I was originally disagreeing with your statement that hashing is
O(N)/(table size). That's why I looked up several of the more popular
collision handling methods. I agree that looking up an item in a table
is not O(1), but hashing CAN be O(1). Hashing is computing, by some
arithmetic function, the "home" address of (normally) an identifier. There
is no reason that this function cannot be O(1). When it comes time to insert
it into the table, things begin to change but that doesn't mean that the
hashing is not O(1).

They make real good tables, though. A bound of 4-5 probes with a good hash
algorithm and a fixed size, chained overflow collision handling is a lot better
than a binary (figuring 5 probes on a tree would mean only 31 items in the
tree).

-- 
Jeff Lee
CSNet:	Jeff @ GATech		ARPA:	Jeff.GATech @ CSNet-Relay
uucp:	...!{akgua,allegra,rlgvax,sb1,unmvax,ulysses,ut-sally}!gatech!jeff

ndiamond@watdaisy.UUCP (Norman Diamond) (02/11/85)

Insertions in hash tables are not O(1) (period).
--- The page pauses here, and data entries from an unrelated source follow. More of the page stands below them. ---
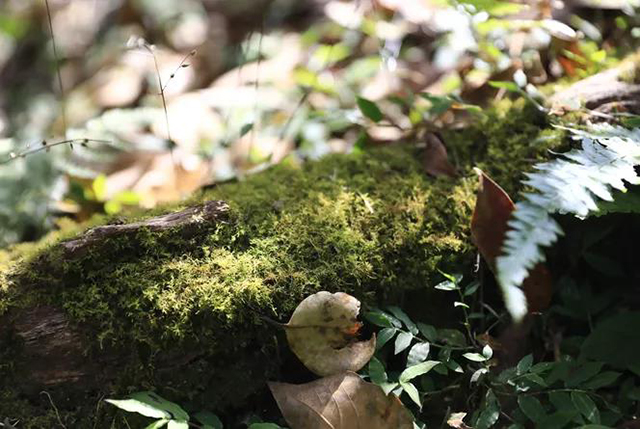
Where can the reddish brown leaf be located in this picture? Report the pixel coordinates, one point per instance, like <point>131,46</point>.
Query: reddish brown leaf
<point>489,220</point>
<point>342,401</point>
<point>436,161</point>
<point>488,227</point>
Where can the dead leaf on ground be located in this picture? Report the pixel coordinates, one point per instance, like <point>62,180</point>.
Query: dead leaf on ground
<point>488,227</point>
<point>436,161</point>
<point>342,401</point>
<point>323,333</point>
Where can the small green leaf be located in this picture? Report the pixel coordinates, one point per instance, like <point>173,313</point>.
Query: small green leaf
<point>586,406</point>
<point>524,364</point>
<point>490,412</point>
<point>562,402</point>
<point>541,367</point>
<point>157,424</point>
<point>384,336</point>
<point>471,288</point>
<point>209,419</point>
<point>388,387</point>
<point>531,407</point>
<point>377,373</point>
<point>369,109</point>
<point>583,373</point>
<point>487,351</point>
<point>417,370</point>
<point>404,318</point>
<point>418,353</point>
<point>439,104</point>
<point>151,398</point>
<point>536,379</point>
<point>428,331</point>
<point>135,406</point>
<point>601,380</point>
<point>382,319</point>
<point>479,373</point>
<point>452,337</point>
<point>447,285</point>
<point>411,390</point>
<point>403,340</point>
<point>99,187</point>
<point>453,366</point>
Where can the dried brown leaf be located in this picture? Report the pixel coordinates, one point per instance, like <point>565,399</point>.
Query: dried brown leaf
<point>488,227</point>
<point>436,161</point>
<point>341,401</point>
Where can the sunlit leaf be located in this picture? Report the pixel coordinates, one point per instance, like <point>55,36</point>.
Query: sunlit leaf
<point>369,109</point>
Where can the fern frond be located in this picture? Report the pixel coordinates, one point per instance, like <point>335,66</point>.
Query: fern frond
<point>573,184</point>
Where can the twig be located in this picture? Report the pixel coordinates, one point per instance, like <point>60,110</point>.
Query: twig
<point>161,87</point>
<point>57,59</point>
<point>180,66</point>
<point>46,146</point>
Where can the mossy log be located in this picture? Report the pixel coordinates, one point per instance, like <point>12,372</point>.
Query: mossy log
<point>176,303</point>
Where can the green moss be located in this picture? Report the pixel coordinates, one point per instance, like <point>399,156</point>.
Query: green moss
<point>373,225</point>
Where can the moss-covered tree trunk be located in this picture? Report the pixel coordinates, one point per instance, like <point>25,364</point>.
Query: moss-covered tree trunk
<point>174,303</point>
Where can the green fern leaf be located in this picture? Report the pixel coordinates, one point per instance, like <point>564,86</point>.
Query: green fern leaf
<point>575,183</point>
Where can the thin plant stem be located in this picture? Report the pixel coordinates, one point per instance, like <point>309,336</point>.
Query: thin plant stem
<point>44,146</point>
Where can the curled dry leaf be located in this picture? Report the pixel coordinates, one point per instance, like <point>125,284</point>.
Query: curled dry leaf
<point>342,401</point>
<point>436,160</point>
<point>323,333</point>
<point>488,227</point>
Insertions can be done in such a manner that searches and retrievals will
always be O(1).  Some of these insertions will be more expensive than
others.

Searches and retrievals in hash tables can be made O(1), period.
-- 

   Norman Diamond

UUCP:  {decvax|utzoo|ihnp4|allegra|clyde}!watmath!watdaisy!ndiamond
CSNET: ndiamond%watdaisy@waterloo.csnet
ARPA:  ndiamond%watdaisy%waterloo.csnet@csnet-relay.arpa

"Opinions are those of the keyboard, and do not reflect on me or higher-ups."